The rumour mill. Good mail. The juice. So and so reckons. Don’t tell anyone, but I heard the higher-ups saying.
In conflict, as in football, rumours abound. This does not mean that the rumours are always wrong. In fact, they are often right. The rumours that Gary Ablett Jnr would leave Geelong were correct. As they were with Tom Scully to GWS.
The constant that connects footy and conflict is that old truism that war is long periods of boredom interspersed with moments of sheer terror. In footy we only have two and a bit hours a week for 23 weeks a year when football is actually being played by our team, a few more depending on finals.

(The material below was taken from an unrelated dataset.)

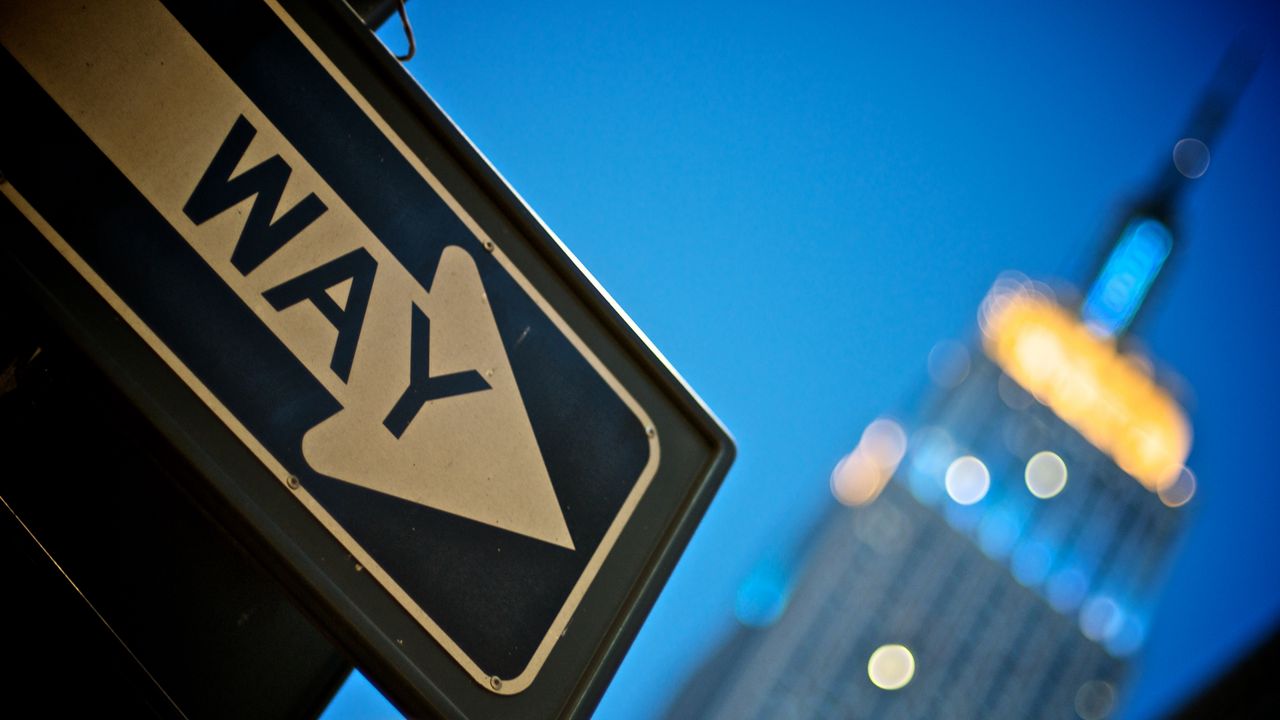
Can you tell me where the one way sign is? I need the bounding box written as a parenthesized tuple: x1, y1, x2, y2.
(0, 0, 733, 717)
(184, 114, 577, 551)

That’s a lot of time where we are forced to find ways to involve ourselves in the world of footy without actually watching. Thus we talk about it. And when people talk about something they have an emotional investment in, they lie.
The flow of information in the football world is very similar to that in a military situation. Clubs tightly control who can and can’t know or discuss certain thing. And they also actively spread disinformation, about potential draftees, player contracts, possible selections, injuries, gameplans, everything.
But then of course nothing is hermetically sealed. People talk and leaks occur. So it is that for footy fans and soldiers alike, rumours are what keep us going.
There are those who like to take the high moral ground and claim that they don’t do footy rumours. This is of course crap. In many cases rumours are but facts that have yet to be proven.
Who hasn’t walked to a ground and heard information pass like spreading fire through the assembled throng – Player X is a late withdrawal! – and once in the ground anxiously scanned the players warming up for Player X?
That’s a rumour.
There are of course those who engage in rumour spreading so much they become bullshit artists. Their rumours are worthless, and mere objects of derision, much in the same the British public used to listen to Lord Haw Haw simply to listen to his wildly outlandish claims.
The worst rumour is that which surrounds a matter of genuine truth, but where there is still doubt. Australian troops in New Guinea in the dark days of early 1942 were hugely vulnerable to Japanese air attack, as there were no Allied planes in the theatre that could compete with the legendary Japanese Zero.
But the soldiers on the ground knew there were P-40 Kittyhawk fighters that could match the Zeros on the way. They just didn’t know when. So rumours abounded. The Kittyhawks were coming next week. They’d actually been delivered already and were in that shed. Or worse, they’d been shot down on the way over. The soldiers ended calling the Kittyhawks “Tomorrowhawks” and “Neverneverhawks”. Of course the planes did arrive and were warmly welcomed when they did.
Every footy fan has been in the same position with a player with a long term injury, the type were according to “official” injury lists, said player is 4-6 weeks away with a “quad” for the whole season. That is clubs providing fertile ground for rumours.
Soldiers talk to pass the time and distract themselves from the fact that they are in a crappy position.
Footy fans talk about footy to pass the time and distract themselves that often real life isn’t crash hot all the time.
And if sometimes we make up things to make it better, well, where’s the harm in that?